Dans le détail, le Classe B reprend les codes stylistiques actuels de la marque : feux arrières étirés en deux parties, calandre large à deux barrettes chromées (ou une seule sur la nouvelle finition AMG Line) et phares LED mordant sur les ailes avant. L’ensemble ne présente pas de vraie faute de goût et s’avère assez consensuel. L’habitabilité est en légère hausse : + 3 cm d’empattement et + 3 cm de largeur à l’avant. La finition AMG Line, avec détails noirs, boucliers agressifs et grandes jantes, apporte une touche de sportivité qui lui va plutôt bien.

Dans l’habitacle, Mercedes continue la révolution numérique entamée sur la Classe A dont dérive ce monospace. On retrouve le jeu de doubles dalles LCD pour l’instrumentation et l’écran multimédia, des aérateurs ronds, et un éclairage d’ambiance modulable. Le coffre reste correct avec 455 litres de volume banquette en position normale, 705 litres avec la banquette avancée, et 1540 litres en rabattant les sièges. L’éventail des dernières évolutions technologiques de la marque est bien entendu prévu, y compris la conduite autonome inspirée du haut de gamme Classe S avec utilisation du GPS pour anticiper les trajectoires.

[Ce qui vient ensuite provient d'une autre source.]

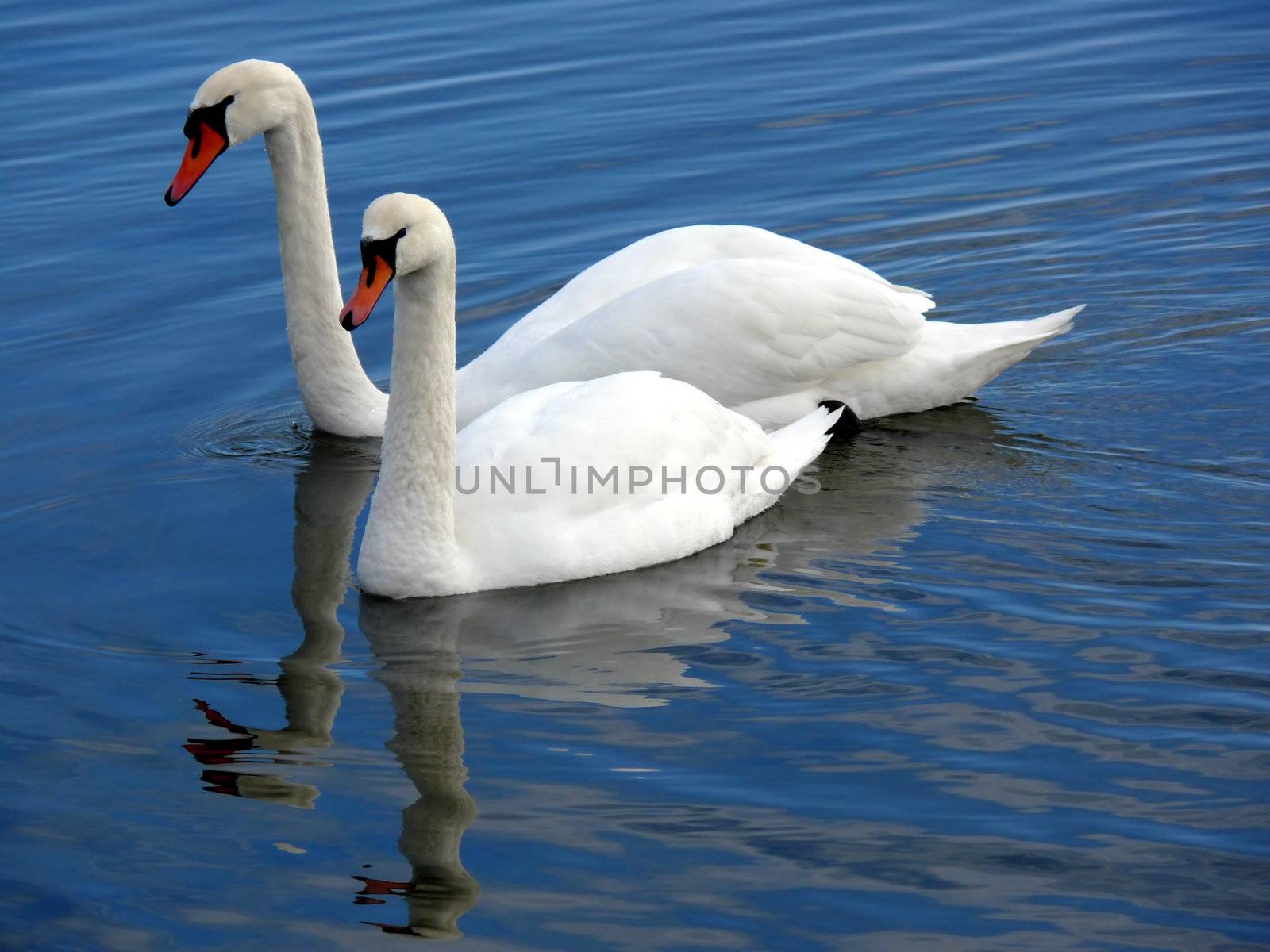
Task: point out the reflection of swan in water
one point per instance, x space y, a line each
598 641
330 492
419 668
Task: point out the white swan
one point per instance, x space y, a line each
766 325
609 475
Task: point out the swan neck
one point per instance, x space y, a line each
414 499
330 378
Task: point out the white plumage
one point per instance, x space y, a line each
677 471
764 324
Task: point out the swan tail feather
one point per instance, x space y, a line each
803 441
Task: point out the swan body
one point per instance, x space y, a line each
765 324
429 536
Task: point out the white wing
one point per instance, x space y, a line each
582 448
741 313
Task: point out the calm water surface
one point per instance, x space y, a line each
1005 685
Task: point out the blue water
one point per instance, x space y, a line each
1005 685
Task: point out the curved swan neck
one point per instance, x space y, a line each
332 381
410 530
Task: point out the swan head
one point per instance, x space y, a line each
400 234
235 103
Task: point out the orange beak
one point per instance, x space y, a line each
375 277
203 148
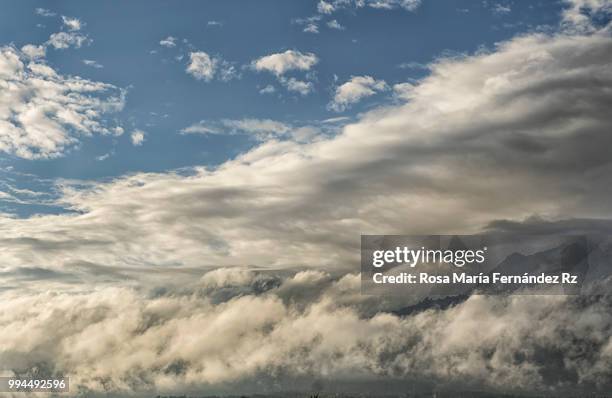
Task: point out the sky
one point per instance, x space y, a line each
183 186
145 57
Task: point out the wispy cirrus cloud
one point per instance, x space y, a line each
203 66
281 63
354 90
260 129
45 113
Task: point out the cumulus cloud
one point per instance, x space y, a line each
280 63
298 86
269 89
329 7
324 7
43 12
259 128
311 28
92 63
334 24
34 52
472 121
168 42
354 90
484 141
255 331
43 113
64 40
137 137
203 66
72 24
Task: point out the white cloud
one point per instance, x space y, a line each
500 9
329 7
412 65
44 113
298 86
355 90
269 89
168 42
43 12
521 130
72 24
403 90
324 7
227 331
408 5
137 137
280 63
261 129
203 66
92 63
64 40
34 52
492 128
334 24
311 28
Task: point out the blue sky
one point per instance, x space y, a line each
184 186
123 49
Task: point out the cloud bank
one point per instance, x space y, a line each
43 113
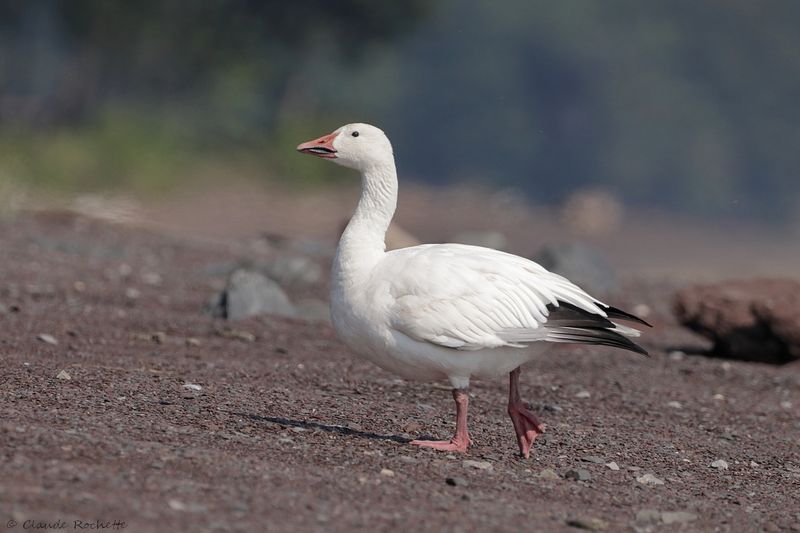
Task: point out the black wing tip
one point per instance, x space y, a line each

Sous le capot, on retrouve deux moteurs essence de 136 ch et 163 ch, ainsi que trois diesel de 116, 150 et 190 ch. Ce dernier bloc sera accouplé à une toute nouvelle boîte automatique à double embrayage 8G-DCT à 8 rapports. Les autres motorisations seront disponibles exclusivement en boîte automatique au démarrage.

Les tarifs ne sont pas encore connus, la commercialisation n’intervenant qu’en février 2019.